La entrada a la capilla está enmarcada con las estatuas de San Martín de Porres, del lado derecho, y San Benito Palermo, a la izquierda. Al centro se observa a la Virgen de la Inmaculada acompañada de diez pinturas al óleo.
Arriba de la placa de Vasconcelos, está un retablo del siglo XVII dedicado a San Joaquín sosteniendo a María, hecho en oro de 23.5 quilates. Dentro de esta capilla sólo reposan el escritor, quien en el lecho de su muerte pidió no ser llevado a la Rotonda de los Hombres Ilustres.
Del otro lado de la Catedral está la capilla de San Felipe de Jesús, donde se guardan los restos de Iturbide, desde 1838. A diferencia de Vasconcelos, el cuerpo del emperador mexicano yace en una urna de cristal con dos banderas de México a los costados, a la vista del espectador.

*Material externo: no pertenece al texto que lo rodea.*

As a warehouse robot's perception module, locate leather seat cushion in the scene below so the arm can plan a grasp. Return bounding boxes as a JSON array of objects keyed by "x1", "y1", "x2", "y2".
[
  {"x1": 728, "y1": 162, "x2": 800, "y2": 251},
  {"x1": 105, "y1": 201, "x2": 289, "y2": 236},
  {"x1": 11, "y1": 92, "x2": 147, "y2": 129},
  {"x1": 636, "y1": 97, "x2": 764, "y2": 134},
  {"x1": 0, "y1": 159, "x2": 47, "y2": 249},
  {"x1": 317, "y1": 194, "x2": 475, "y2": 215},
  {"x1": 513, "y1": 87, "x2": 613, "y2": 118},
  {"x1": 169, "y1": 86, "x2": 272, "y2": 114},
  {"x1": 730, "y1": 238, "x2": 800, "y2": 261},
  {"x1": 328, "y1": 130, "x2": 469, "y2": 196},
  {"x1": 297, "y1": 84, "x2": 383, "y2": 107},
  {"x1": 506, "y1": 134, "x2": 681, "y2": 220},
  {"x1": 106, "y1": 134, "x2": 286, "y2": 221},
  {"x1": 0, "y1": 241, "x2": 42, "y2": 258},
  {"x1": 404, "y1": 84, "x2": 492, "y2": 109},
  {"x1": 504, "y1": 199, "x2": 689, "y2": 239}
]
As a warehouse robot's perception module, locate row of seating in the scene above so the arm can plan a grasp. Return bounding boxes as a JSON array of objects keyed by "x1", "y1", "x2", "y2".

Debajo del pedestal del militar, también cerrado durante la semana, se conserva el corazón de Anastasio Bustamante, ex Presidente de México. En la parte superior se observa un retrato al óleo de Iturbide, acompañado del trono dorado que usó durante su mandato.

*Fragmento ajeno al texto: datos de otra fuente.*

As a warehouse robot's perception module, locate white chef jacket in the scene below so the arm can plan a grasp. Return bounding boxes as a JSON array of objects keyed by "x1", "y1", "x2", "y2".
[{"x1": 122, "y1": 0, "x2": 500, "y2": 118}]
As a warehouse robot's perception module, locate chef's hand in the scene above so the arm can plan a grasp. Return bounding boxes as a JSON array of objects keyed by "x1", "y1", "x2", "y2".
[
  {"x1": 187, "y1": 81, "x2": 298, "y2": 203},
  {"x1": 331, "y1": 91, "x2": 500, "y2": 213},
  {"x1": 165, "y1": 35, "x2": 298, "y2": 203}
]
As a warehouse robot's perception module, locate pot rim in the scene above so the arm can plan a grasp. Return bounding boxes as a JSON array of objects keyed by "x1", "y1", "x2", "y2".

La Catedral también tiene criptas para los primeros arzobispos titulares de la Arquidiócesis, desde Fray Juan de Zumárraga hasta el cardenal Ernesto Corripio Ahumada, depositado en abril de 2008.
Bajo del Altar de los Reyes, se guardan los restos de más de 30 sacerdotes, que son encabezados por un mausoleo con la figura de Zumárraga; debajo de éste hay una escultura azteca similar a una calavera, y el resto de los arzobispos están colocados en nichos sobre la pared formando una línea semi curva.
Estos espacios son conservados por el Consejo Nacional para la Cultura y la Artes, por lo que sólo se puede ingresar en una visita guiada, lo mismo para las capillas donde descansan Vasconcelos e Iturbide.
El primer secretario de Educación Pública también es acompañado de criptas particulares que se encuentran debajo de la Catedral; gente del pueblo que descansa humildemente, como Vasconcelos también lo pidió.
Rotonda en puerta
El político y escritor José Vasconcelos (1882-1959), el historiador y filósofo Edmundo O’Gorman (1906-1995) y el ingeniero y ex rector de la UNAM Javier Barros Sierra (1915-1971) fueron elegidos por los integrantes del Consejo Consultivo de la Rotonda de las Personas Ilustres para ocupar un sitio dentro del que es considerado el “más alto panteón de la Patria”.
Como se informó en estas páginas, Vasconcelos indicó en una carta póstuma que sería para él “una injuria” que sus restos mortales fueran inhumados en la Rotonda, ya que prefería ser enterrado en un cementerio de aldea.
¿Dónde y cuándo?
La Catedral Metropolitana ofrece visitas guiadas con la pastoral turística los sábados de 13:00 a 15:00 horas, con la atención de Luis Álvarez.